The other reason investors have given for eyeing Kilifi as an investment destination is availability of raw materials for construction.
“Generally, land in Kilifi County is cheaper than in Mombasa. What is offered here in Mombasa for an acre is double that in Kilifi. Construction is easier here because stones come from areas in Kilifi while sand used for construction is found in Malindi,” he said.
He said a beach plot in Kilifi goes for Sh40 million an acre, while the same size of land in Nyali is sold at Sh100 million.
Mr Thuranira predicts that land in Kilifi will soon drastically appreciate as the town is on its way to becoming a major residential area for Mombasa people.
“It is just like Nairobi, where everyone is moving away from the city to Karen and Kiambu. Kilifi will now be the bedroom of Mombasa. Due to the high demand, we definitely expect the cost of land to rise sharply,” said Mr Thuranira.
Tourism players have argued that Mombasa is a small county, and it is normal for investors and proprietors to move to neighbouring towns.

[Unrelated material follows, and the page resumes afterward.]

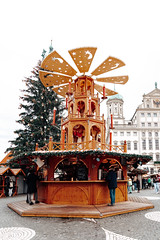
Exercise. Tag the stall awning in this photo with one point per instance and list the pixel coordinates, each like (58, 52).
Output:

“Mombasa is a small county, therefore we definitely expect it to grow northwards or southwards, which is happening now. Land is a limited factor of production, plus the cost of land is very high,” he said in an interview.
“This is beneficial to the county because right now Mtwapa has become a cosmopolitan place, where 80 per cent of property is owned by women,” he added.
Mr Hersi says the development in Kilifi and the surrounding areas will not only be beneficial to the specific areas, but also to the Coast region.
“There will be no problem if tourists stay in Malindi or Kilifi. This has been happening for a long time and it benefits the Coast region and the country at large. Mombasa also boasts of beaches such as Nyali, Jomo Kenyatta and Shelly.
“There is no way our tourism is going to be affected if investors move out of the county,” said Mr Hersi.
He added that Mombasa, being a small island, does not have room for the kind of growth that is possible in areas like Kikambala in Kilifi.
“People now want to keep their cattle, have a small farm and have poultry in the same compound, which is not possible in the city,” explained Mr Thuranira.
“They only need to pay 50 per cent of the land value and pay the rest in instalments in three to six months period. But beware of land grabbers and land cartels in Mombasa, Kilifi and Kwale counties,” he said.